Homework assignments:
Due Sep 10: Ch. 2: #2,3,6, Ch. 6: #2.
Due Sep 17: Ch. 6: # 3,4,5.
Extra credit problem: Consider spinner on a disk of radius 1ft. Let X be the height of the head of the spinner. (The center is at height zero.) It is a random variable with values between -1ft and 1ft. Find the probability distribution of X. (Hint: Requires inverse trig functions.)
Due Sep 24: Roll n dice. Let X_i be the number of dice which show i spots.Then X_1+...+X_6=n.
(1) Find the standard deviation of each X_i. (Use the fact that it is a sum of n independent variables. Which ones?)
(2) Find cov(X_i,X_j) for all i and j. Hint: All these covariances are equal. You can assume that fact in your solution.
Due Oct 1: (a) Ch. 6 #7. (For (c) use the method descibed in class, c.f. eq (6.10).)
(b) Write system of euqations for the 2nd Markovitz problem: given n assets and correlations between them and given sigma find weights of the portfolio which maximizes mean return with a given sigma. You need to use Lagrange multipliers here.
(c) Extra credit problem: Ch. 6 #8.
Due Oct 13: Ch. 7 #1,2,4,6.
Due Oct 20: here.
Due Oct 29: Ch 8 #1 (assume alphas equal 0), #2, Least squares problem .
Additional problem for Math 558 students (and extra credit problem for Math 458): Ch 8 #4.
Due Nov 5: Ch. 8 #6abc, Ch 11. #1.
Due Nov 12: Ch. 11.#2,3,4,5. In #5, you can use an alternative approach: use var(X)=E(X^2)-E(X)^2.
Due Nov 19: Ch 11. #6,7,8,10. For #10, t=1 refers to 1 year. Simulate many years, but hand in simulation for 2 years only. You can use a computer program of your choice. In Excel, for example, you can use ``=NORMINV(RAND(),0,1)" to generate random numbers with mean=0, sd=1, and normal distribution.

Tests: There will be three tests. Tentative dates: Oct 6, Nov 3, Dec 10

You are permitted one 3"x5" notecard with notes/formulas for each exam. Material covered in the exam is anything in the book or presented in lecture. The exam will consist of a mix of questions: some easy, some hard, and may also contain essay-answer questions. Each exam will be graded on a curve.
There will be no Final Exam during the Examination Period.
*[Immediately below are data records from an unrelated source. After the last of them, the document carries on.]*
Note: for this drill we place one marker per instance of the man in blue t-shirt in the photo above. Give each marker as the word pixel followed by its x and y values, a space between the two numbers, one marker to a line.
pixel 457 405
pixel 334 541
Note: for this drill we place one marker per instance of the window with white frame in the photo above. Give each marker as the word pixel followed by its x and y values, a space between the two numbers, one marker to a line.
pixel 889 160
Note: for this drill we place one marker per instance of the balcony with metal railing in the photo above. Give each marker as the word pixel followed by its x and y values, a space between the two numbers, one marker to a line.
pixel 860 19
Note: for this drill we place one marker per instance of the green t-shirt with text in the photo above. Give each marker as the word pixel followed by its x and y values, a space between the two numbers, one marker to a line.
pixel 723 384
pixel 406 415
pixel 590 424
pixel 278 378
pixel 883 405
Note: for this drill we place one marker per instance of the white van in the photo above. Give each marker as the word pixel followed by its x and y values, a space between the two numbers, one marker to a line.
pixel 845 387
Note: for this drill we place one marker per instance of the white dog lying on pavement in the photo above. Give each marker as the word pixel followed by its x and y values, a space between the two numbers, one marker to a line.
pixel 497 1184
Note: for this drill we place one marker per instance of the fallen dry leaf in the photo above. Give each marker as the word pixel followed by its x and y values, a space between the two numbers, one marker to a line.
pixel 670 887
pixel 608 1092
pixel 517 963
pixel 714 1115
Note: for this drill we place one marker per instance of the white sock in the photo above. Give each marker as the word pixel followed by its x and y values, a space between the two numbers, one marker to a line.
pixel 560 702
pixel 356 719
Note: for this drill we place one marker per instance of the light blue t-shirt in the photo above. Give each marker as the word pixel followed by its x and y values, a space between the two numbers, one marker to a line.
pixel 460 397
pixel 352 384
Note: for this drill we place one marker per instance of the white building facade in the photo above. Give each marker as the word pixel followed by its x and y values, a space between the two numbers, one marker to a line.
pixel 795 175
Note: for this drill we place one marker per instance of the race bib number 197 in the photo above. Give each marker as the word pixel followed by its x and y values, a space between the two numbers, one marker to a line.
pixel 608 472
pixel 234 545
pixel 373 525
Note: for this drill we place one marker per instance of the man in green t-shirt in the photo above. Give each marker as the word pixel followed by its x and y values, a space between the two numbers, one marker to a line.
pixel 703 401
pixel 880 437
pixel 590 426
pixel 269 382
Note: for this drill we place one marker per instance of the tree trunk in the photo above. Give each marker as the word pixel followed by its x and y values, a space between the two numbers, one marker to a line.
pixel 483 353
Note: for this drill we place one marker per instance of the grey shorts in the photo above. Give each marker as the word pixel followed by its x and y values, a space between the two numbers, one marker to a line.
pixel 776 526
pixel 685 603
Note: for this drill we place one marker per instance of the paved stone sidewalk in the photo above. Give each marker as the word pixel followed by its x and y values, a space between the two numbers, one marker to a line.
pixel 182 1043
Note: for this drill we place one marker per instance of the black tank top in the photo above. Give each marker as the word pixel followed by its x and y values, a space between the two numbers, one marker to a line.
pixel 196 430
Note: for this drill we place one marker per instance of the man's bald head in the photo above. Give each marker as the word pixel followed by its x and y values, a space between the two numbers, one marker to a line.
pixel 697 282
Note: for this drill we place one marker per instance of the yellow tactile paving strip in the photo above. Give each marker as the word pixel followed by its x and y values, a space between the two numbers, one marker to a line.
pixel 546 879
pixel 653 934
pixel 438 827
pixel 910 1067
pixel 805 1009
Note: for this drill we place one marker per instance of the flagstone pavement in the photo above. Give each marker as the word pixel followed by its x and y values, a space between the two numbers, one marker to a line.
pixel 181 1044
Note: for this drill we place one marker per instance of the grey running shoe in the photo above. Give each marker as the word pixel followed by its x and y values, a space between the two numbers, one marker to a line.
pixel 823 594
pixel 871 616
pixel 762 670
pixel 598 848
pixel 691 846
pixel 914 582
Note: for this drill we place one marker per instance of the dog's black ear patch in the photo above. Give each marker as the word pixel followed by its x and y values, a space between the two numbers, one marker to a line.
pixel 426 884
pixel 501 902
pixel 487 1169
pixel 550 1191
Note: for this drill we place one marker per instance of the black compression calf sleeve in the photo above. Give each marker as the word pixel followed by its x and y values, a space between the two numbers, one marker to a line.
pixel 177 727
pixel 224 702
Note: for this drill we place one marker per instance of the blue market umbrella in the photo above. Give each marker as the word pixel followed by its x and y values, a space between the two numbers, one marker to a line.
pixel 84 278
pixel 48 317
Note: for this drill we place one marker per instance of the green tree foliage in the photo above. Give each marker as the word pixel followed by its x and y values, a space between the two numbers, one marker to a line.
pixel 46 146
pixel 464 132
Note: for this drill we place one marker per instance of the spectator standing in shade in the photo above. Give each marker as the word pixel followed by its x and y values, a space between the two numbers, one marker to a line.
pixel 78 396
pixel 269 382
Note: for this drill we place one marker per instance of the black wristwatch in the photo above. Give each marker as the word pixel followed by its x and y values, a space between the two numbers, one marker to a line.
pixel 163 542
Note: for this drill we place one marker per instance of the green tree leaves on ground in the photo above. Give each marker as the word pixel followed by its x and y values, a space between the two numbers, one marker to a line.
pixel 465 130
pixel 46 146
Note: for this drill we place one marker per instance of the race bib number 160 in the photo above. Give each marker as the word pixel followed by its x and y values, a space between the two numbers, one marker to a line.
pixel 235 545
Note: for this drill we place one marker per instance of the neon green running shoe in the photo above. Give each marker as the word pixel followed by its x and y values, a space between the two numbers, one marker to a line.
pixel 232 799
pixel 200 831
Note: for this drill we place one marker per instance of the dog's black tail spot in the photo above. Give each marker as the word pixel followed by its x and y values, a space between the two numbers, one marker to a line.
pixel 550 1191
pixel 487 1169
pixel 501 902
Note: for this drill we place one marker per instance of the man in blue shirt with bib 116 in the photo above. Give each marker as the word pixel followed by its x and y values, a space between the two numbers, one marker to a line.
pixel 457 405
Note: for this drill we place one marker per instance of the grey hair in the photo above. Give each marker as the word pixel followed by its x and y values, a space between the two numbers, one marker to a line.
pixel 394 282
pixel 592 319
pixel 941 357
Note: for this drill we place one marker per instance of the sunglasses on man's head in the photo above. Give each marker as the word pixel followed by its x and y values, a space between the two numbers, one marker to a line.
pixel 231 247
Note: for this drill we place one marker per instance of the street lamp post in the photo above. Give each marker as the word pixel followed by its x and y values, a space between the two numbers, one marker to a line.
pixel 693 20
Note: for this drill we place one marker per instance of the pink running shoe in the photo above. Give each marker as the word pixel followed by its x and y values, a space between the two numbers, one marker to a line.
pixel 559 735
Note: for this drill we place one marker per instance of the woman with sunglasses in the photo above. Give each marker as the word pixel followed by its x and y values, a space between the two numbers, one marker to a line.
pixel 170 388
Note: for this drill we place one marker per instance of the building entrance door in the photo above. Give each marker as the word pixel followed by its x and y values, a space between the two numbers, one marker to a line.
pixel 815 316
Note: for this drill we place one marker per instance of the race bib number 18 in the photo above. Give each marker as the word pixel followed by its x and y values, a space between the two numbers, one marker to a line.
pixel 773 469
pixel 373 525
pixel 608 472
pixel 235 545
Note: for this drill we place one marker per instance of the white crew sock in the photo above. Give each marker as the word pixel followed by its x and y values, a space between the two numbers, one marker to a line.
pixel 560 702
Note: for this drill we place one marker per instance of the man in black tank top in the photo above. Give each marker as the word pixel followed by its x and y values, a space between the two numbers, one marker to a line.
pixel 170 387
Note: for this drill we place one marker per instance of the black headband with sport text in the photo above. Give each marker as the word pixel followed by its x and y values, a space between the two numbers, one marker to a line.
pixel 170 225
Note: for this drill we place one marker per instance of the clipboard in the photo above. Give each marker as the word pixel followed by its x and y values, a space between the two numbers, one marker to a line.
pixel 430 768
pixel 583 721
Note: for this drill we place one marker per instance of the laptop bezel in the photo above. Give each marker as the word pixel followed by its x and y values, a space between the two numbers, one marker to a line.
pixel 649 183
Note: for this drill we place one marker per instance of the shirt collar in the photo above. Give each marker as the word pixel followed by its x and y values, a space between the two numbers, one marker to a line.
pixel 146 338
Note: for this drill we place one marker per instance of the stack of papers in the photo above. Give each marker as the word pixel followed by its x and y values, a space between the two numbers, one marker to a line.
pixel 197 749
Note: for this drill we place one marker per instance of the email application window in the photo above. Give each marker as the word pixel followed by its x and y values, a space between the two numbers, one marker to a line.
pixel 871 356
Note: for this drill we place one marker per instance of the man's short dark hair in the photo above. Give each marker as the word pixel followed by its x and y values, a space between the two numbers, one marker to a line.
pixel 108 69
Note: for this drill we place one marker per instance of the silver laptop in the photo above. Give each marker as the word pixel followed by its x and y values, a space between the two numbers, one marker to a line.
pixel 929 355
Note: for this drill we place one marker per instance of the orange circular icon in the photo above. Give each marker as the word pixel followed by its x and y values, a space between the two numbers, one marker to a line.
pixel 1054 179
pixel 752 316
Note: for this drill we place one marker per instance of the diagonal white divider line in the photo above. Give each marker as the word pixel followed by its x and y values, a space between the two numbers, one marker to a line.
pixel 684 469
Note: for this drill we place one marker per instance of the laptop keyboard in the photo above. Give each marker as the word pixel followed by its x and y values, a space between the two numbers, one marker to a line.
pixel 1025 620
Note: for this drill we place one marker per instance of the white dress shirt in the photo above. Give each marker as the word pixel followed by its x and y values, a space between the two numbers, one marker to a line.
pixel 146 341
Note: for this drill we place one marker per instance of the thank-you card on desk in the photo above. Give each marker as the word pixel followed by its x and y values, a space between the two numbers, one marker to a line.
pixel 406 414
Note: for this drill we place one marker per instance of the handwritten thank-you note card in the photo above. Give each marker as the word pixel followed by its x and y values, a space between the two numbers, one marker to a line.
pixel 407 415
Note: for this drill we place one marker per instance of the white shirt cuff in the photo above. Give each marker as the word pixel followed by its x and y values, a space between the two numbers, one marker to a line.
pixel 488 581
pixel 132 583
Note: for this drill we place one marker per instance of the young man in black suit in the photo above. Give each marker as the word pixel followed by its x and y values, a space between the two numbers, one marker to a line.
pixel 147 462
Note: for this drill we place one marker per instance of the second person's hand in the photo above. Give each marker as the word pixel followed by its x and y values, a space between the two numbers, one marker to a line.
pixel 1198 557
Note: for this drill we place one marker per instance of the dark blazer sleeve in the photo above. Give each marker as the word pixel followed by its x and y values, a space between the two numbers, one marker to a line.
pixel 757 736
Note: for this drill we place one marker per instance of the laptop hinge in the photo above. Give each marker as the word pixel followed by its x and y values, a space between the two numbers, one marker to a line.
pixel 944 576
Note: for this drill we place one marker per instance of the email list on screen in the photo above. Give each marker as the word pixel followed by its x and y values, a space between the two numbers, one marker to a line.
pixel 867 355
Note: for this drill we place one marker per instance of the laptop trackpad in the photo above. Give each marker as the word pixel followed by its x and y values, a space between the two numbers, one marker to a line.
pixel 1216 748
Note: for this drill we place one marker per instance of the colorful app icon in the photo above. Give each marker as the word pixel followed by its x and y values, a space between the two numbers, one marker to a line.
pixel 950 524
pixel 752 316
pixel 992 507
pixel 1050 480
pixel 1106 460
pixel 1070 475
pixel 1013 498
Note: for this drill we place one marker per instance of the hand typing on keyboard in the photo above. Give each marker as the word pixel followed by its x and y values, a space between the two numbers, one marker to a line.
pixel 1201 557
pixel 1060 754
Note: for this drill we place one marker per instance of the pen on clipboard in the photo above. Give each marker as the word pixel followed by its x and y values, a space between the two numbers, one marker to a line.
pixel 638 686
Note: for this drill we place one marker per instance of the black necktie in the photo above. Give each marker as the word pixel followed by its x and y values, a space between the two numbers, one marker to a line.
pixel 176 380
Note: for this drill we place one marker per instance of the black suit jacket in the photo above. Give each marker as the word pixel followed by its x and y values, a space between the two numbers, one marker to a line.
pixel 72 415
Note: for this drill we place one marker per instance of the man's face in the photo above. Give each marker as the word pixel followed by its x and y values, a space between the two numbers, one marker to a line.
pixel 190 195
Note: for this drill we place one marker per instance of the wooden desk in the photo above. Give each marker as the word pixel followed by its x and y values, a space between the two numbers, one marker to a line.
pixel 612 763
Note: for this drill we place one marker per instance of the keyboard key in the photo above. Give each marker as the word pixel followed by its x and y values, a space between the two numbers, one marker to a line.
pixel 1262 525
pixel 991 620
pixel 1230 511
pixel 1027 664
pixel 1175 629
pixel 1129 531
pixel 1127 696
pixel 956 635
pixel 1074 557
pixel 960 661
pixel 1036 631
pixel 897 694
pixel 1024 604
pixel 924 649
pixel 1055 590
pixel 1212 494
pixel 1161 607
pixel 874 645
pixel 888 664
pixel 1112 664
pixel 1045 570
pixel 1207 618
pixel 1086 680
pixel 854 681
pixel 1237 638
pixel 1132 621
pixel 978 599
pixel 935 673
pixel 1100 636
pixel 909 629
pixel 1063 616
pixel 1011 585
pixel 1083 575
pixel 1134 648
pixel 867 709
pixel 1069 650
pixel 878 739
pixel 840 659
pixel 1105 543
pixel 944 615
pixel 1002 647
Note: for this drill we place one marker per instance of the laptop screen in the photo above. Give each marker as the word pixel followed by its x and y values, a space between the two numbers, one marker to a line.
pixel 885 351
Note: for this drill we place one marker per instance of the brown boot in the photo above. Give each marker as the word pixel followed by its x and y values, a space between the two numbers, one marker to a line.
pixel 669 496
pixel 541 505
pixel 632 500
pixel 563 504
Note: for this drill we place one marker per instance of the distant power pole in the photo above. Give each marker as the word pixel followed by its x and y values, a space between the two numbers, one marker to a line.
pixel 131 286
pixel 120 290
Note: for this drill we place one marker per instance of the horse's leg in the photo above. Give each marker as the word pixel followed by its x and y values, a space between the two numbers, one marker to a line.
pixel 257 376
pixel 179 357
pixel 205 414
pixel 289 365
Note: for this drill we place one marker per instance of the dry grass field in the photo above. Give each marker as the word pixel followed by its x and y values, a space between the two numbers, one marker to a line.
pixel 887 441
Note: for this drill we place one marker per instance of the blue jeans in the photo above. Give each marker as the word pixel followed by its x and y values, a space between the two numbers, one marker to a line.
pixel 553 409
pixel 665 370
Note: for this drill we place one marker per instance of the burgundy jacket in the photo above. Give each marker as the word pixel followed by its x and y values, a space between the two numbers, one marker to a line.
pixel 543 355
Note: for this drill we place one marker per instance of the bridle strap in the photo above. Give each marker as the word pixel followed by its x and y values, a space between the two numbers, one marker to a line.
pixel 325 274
MTH 558: In accordance with Graduate School policy regarding dual-listed 400/500 level courses, students taking the course for graduate credit will be assigned additional or more difficult homework questions and will have additional or more difficult questions on exams. Grades for graduate students will be assigned based on graduate school standards.

Academic Honesty: You are expected to adhere to the letter and spirit of academic honesty. For homework assignments, you can discuss assignments with other students, but the details of the written solution as turned in are originally yours.
You must have your student ID for all exams.

Grades: There are 500 points available:
Exams: 100 points each.
Homework (including possible in-class quizzes): 200 points.
There will be a curve for each exam and for the homework.
The average Mth 458 final grade distribution in the recent years was as follows:
A 39%, A- 9%, B+ 3%, B 19.4%, B- 8%, C+ 2%, C 11%, C- 5%, D+ 0%, D 6%, F 15%.
Most likely the grade distribution in this class will be similar.

Incompletes will be given only in the most extreme emergencies, e.g. surgery the last week of the course.
Please note that you must be passing the course to receive an incomplete.